A plausible implication is that OPeRA’s framework will facilitate the development and evaluation of adaptive and personalized recommendation engines, automated UI/UX analytics, and agent-based behavioral simulations with a level of user-specific granularity previously unavailable.
5. Limitations and Design Considerations
- Rationale Sparsity: Rationales are randomly solicited and available only for a subset of steps (~8% of actions), which restricts dense joint modeling; however, they are precisely aligned with user intent at key decision points.
- Action Stream Granularity: Actions are logged at the level of granular browser events (clicks, inputs, scrolls), yet mapping from action logs to higher-order shopping intentions may require additional annotation or inference.

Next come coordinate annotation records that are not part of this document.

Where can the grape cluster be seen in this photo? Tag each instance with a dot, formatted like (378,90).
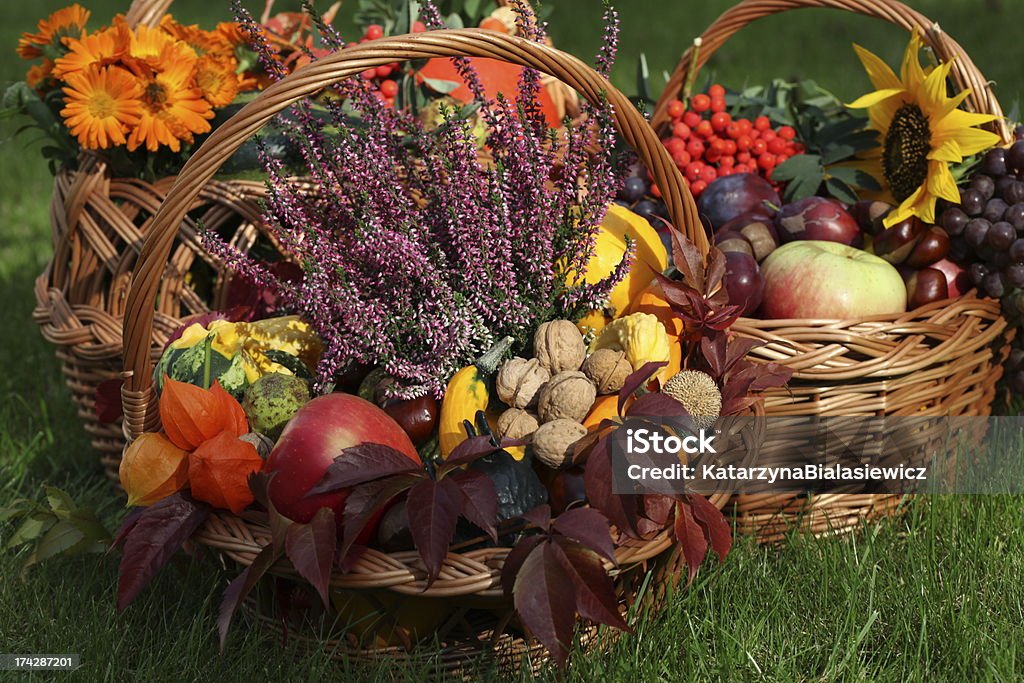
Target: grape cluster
(987,231)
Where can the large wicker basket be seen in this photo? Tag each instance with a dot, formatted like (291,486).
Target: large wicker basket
(940,359)
(470,580)
(98,223)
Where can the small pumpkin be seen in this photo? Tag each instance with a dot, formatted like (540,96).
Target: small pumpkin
(649,259)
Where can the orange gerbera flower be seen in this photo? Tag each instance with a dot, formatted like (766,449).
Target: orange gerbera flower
(101,104)
(67,23)
(216,77)
(101,48)
(173,109)
(39,73)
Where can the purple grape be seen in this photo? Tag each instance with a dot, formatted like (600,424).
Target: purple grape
(994,210)
(1014,193)
(975,231)
(972,202)
(1015,157)
(994,162)
(992,286)
(953,220)
(1014,274)
(1016,251)
(1015,216)
(633,189)
(977,271)
(983,184)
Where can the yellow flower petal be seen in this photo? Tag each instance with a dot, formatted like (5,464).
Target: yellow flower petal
(872,98)
(882,76)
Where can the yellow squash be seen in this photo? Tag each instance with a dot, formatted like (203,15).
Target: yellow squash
(649,258)
(468,392)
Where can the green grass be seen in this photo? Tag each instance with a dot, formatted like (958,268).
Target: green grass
(938,595)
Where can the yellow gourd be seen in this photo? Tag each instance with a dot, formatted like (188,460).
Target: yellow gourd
(649,258)
(641,336)
(467,393)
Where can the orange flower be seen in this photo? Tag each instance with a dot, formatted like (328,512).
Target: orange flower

- Session Segmentation: Temporal thresholds and purchase heuristic segmentation are empirically defined; edge cases (e.g., long idle periods, multi-tabbed flows) may introduce ambiguity in session boundaries.
- Population Representativeness: While personas are robustly characterized, the generalizability to broader global populations outside the paper sample is a consideration for scaling.
- Visual Modality: Although screenshots are captured and stored, the primary modeling and benchmark reported does not leverage image-based signals; future extensions may explore multimodal fusion.
6. Significance for Future Human-Agent Research
OPeRA is the first public dataset to integrate observations, actions, rationales, and user-specific persona characterization into a unified structure for evaluating LLM performance in human online shopping simulation (Wang et al., 5 Jun 2025). By enabling exacting benchmarks for next action and rationale prediction, the dataset provides a foundation for research into explainable, personalized digital twins, recommendation systems, and interactive agent strategies tuned to individual user profiles. The collection strategy and evaluation schema establish methodological standards for future datasets intended to capture the full spectrum of human-agent context, behavior, and motivation.